FDC’s real estate business composed of listed subsidiary, Filinvest Land Inc. (PSE: FLI), and Filinvest Alabang Inc. (FAI) contributed P4.6 billion in net income to the group, rising by 8% from the first half of 2019. The improvement was boosted by the income recognition amounting to P2.9 billion of the transaction between FAI and Mitsubishi Corporation in October last year for the joint development of 17,000 square meters of prime land across Festival Mall in Filinvest City, Alabang. Meanwhile, sales revenues of lots, condominium and residential units slowed down expectedly during the first half of 2020 due to the pandemic, declining by 55% to P4.9 billion. This can be attributed to the lower sales take-up, delayed revenue recognition due to completion delays resulting from the construction halt in mid-March, and the grace period granted to the homebuyers during the ECQ period for the payment of their purchases which also affected real estate sales recognition. Rental revenues slightly declined by 3% to P3.5 billion in the first half of 2020 as the growth in office leasing was tipped by the decline in retail mall revenues. The group’s office buildings remained operational during the ECQ period while most parts of the malls were closed for the duration of the ECQ with a few exceptions. Filinvest waived rental payments for establishments that were not operational during the ECQ period.



Power subsidiary, FDC Utilities Inc. (FDCUI), registered a net income of P996 million, 10% lower than the same period last year. Revenues declined by 21% to P4.2 billion as volume dropped by 25% following the contraction in the demand from its customers beginning the latter part of March with the imposition of the ECQ. The lower volume was partially offset by the reduction in operating expenses by 57% to P367 million and the 6% increase in average price. FDCUI operates an aggregate 405-megawatt clean coal plant located in Misamis Oriental which is the largest operating baseload power plant in Mindanao.

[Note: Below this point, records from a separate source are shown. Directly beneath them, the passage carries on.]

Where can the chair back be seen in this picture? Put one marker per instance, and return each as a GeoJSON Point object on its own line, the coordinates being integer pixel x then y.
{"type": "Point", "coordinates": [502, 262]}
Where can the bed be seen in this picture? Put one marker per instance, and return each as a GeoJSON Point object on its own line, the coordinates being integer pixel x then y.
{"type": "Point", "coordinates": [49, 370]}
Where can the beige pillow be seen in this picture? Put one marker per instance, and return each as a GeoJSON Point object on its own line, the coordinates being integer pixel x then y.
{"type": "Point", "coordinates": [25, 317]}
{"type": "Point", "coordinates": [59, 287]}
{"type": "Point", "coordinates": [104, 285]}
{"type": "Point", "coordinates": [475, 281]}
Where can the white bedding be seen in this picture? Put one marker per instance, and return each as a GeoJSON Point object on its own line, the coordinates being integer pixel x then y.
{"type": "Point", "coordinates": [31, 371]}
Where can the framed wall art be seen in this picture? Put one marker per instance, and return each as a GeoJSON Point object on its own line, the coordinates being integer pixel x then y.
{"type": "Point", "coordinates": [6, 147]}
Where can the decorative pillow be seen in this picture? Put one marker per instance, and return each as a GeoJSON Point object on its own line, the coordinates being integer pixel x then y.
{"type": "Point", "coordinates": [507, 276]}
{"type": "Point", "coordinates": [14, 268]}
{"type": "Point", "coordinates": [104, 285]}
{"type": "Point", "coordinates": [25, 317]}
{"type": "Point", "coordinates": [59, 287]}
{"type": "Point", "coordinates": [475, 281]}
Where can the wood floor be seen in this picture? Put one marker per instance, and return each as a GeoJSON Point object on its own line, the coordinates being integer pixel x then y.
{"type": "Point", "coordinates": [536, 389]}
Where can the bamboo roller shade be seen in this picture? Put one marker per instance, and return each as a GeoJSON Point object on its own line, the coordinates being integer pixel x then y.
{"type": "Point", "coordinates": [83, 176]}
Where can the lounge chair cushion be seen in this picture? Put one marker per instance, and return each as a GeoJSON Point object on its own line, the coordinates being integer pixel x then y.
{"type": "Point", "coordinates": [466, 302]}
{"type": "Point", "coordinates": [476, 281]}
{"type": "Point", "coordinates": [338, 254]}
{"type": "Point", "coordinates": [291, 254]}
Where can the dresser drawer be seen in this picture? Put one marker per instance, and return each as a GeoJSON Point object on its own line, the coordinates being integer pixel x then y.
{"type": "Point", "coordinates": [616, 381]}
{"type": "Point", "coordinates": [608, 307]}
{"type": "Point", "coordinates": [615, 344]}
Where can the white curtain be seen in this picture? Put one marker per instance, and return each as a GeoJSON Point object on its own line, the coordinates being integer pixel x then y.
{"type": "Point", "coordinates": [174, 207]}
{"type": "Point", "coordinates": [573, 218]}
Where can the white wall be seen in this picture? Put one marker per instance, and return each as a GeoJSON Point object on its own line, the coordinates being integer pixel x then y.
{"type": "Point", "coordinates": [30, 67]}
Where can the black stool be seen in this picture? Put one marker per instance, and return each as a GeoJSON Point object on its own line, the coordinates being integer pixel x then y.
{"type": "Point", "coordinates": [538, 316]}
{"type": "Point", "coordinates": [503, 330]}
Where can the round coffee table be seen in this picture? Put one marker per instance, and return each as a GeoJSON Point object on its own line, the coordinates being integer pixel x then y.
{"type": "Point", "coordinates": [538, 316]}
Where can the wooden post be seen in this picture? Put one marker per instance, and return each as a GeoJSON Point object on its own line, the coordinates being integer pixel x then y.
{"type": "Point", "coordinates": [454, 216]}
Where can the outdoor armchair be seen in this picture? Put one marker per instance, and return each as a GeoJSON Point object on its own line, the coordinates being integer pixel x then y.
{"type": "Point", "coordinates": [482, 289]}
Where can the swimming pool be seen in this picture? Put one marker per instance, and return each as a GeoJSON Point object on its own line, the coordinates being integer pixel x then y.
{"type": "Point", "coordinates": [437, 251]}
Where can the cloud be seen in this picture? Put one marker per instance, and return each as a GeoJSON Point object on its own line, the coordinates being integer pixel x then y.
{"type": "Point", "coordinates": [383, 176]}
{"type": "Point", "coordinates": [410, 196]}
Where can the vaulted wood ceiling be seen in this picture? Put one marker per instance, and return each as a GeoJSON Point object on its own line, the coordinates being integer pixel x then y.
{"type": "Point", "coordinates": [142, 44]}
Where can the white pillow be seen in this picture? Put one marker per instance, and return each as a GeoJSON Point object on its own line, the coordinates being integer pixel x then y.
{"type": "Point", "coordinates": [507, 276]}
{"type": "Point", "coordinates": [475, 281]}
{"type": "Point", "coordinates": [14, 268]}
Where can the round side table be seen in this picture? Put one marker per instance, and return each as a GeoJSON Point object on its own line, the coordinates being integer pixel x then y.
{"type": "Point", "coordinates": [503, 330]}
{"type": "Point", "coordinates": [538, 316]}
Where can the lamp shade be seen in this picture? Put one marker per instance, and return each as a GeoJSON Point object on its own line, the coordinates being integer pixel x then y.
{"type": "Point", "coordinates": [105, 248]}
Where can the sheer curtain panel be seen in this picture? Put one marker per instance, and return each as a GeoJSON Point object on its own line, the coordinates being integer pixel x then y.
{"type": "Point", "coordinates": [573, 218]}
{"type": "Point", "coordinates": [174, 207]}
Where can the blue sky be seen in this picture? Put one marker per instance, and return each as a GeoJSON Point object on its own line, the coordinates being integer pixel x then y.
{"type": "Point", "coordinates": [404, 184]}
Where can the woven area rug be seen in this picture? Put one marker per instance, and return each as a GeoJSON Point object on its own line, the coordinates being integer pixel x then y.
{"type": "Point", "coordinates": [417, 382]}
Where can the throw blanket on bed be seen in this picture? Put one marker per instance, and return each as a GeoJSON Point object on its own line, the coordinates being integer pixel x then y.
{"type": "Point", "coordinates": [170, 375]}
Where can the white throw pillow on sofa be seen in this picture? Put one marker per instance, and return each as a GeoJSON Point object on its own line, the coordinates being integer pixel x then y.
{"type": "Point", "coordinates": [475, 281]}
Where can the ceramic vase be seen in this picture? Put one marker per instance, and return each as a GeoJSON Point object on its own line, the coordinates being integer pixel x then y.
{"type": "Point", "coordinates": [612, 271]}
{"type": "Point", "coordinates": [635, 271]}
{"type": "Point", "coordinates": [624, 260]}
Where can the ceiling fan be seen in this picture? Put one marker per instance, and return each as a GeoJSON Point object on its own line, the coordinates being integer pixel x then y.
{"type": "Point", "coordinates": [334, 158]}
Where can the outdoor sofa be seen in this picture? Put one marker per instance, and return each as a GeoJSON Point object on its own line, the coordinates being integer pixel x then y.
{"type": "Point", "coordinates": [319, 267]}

Sugar operations, through Pacific Sugar Holdings Corporation (PSHC) which is the holding company of the group’s sugar subsidiaries, contributed P310 million to FDC’s net income in the first half of 2020, growing by 19% year-on-year. PSHC owns a vertically integrated sugar business, which includes sugar mills and refineries, and in-house corporate sugarcane farming operations in Mindanao.

Hotel operations under Filinvest Hospitality Corp. (FHC) was the most affected in the group following the foreign travel restrictions and quarantine measures as early as January. FHC posted a revenue decline of 48% to P837 million in the first half of 2020 as occupancy rates dropped across the properties, leading to a net loss of P298 million from a net income of P223 million in the same period last year. Five out of the six hotels and resorts under the Filinvest group’s portfolio remained in operation during the ECQ but on very limited basis while Crimson Boracay temporarily ceased operations while the entire island of Boracay was on lockdown from March 23. Quest Tagaytay was used as a quarantine facility for OFWs and other returning overseas Filipinos while Crimson Alabang and Quest Clark were used by BPO employees. FHC’s portfolio of six managed properties has approximately 1,800 rooms under the Crimson and Quest brands.